А я хочу так писать ))
 
если счастья вдруг не станет - купим дурь..
 

ДжоНик

Проза
Ответ #237 - 12 Янв 2013, 22:59:19

Ну,тёзка..для этого нужно быть Ванталой  :blum3:
Учись,пока не поздно..хотя поздно никогда не бывает.имхо.
 
Внося разнообразие в свою жизнь, убедитесь, сможете ли вы его вынести.
 

ДжоНик

Проза
Ответ #238 - 18 Янв 2013, 15:53:23

Куда и от кого я бегу? Если от неё,то я уже далеко,и не стоило две ночи нестись,не разбирая дороги. А если от себя,то не помогут и сто таких ночей...Бежать,бежать... Это всегда кажется самым простым.Мы всегда стараемся сначала убежать,не понимая,что бежать-то некуда,и весь свой мир мы носим с собой. А всё, от чего нам хотелось бы убежать, находится именно в этом внутреннем мире, а не где-то снаружи.

(М. Мейстер)
 
Внося разнообразие в свою жизнь, убедитесь, сможете ли вы его вынести.
 

ДжоНик

Проза
Ответ #239 - 22 Янв 2013, 14:48:12

Загадка Сфинкса

В греческой мифологии сфинкс был чудищем с лицом женщины, телом льва и крыльями хищной птицы. Он сидел на утёсе у ворот города Фивы и задавал каждому прохожему загадку: «Кто ходит утром на четырех ногах, днём на двух, вечером на трех?» Недогадливых он убивал тотчас же.

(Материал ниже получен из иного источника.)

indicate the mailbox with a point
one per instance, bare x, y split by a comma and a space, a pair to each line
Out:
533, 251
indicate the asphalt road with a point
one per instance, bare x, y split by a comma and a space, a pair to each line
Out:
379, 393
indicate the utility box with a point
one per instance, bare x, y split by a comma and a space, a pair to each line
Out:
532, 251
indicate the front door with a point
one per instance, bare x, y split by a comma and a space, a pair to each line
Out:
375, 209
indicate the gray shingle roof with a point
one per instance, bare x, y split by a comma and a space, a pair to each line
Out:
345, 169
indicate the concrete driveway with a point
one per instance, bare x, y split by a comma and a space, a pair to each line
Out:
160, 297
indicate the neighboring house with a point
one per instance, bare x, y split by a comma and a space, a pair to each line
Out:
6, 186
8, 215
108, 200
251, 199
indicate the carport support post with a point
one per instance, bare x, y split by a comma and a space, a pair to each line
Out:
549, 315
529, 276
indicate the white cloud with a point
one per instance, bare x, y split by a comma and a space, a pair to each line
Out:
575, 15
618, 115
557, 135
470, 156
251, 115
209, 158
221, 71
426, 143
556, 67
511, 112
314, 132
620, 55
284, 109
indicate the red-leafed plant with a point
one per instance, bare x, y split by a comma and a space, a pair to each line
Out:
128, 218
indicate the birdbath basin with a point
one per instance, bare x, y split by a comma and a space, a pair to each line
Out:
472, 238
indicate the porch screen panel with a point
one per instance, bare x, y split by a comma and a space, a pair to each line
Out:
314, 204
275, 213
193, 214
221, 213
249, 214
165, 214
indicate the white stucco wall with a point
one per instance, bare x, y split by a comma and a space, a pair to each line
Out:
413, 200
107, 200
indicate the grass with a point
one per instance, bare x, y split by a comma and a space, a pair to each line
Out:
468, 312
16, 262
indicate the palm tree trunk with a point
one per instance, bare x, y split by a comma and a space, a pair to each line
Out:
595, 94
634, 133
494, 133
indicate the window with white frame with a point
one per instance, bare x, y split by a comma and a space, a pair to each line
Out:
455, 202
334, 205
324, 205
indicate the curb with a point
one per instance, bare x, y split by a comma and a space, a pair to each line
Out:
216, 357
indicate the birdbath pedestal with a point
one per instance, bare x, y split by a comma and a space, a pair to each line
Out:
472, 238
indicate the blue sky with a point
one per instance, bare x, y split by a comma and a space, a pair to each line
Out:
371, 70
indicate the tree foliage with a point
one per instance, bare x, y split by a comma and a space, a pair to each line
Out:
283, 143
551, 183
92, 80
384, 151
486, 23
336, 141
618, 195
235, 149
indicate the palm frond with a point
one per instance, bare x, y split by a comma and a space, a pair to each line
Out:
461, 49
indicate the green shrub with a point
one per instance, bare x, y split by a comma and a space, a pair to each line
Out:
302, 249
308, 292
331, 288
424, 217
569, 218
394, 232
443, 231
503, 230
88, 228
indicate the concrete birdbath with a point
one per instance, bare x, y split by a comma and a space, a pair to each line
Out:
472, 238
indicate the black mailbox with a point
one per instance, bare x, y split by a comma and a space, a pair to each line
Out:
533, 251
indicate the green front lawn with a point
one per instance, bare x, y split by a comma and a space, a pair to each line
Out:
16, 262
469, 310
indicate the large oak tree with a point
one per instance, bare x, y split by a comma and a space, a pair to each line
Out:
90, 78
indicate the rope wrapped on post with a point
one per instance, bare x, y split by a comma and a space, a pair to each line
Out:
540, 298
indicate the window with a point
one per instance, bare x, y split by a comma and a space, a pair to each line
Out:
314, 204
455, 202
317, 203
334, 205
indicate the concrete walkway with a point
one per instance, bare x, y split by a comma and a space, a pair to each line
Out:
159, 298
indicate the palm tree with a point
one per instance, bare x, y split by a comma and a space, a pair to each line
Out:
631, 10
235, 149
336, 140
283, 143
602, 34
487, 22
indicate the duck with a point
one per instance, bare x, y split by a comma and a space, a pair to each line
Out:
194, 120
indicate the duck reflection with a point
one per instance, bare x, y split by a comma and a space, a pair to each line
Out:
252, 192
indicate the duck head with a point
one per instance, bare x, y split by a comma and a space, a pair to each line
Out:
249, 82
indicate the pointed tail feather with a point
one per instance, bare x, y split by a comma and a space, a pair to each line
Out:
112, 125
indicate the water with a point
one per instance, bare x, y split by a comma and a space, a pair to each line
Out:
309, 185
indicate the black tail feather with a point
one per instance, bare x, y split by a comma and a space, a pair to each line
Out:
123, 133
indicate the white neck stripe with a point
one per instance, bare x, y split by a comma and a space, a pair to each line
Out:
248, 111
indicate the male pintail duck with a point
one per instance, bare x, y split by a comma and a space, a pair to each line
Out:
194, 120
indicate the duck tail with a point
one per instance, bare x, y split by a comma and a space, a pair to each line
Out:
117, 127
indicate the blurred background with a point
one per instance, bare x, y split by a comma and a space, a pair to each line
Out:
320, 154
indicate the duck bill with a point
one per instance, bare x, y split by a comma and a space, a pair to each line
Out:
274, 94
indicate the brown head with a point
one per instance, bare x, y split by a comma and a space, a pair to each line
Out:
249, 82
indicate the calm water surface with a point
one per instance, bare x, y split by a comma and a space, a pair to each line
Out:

Из всех людей только Эдип нашел верный ответ: «Человек в детстве ползает на четвереньках, потом ходит на двух ногах, а под старость опирается ещё и на костыль». В отчаянии сфинкс бросился с утёса в море и погиб.

Много веков словом «сфинкс» называют таинственных, непонятных людей, а «загадка сфинкса» означает любую очень трудную задачу.(с)
 
Внося разнообразие в свою жизнь, убедитесь, сможете ли вы его вынести.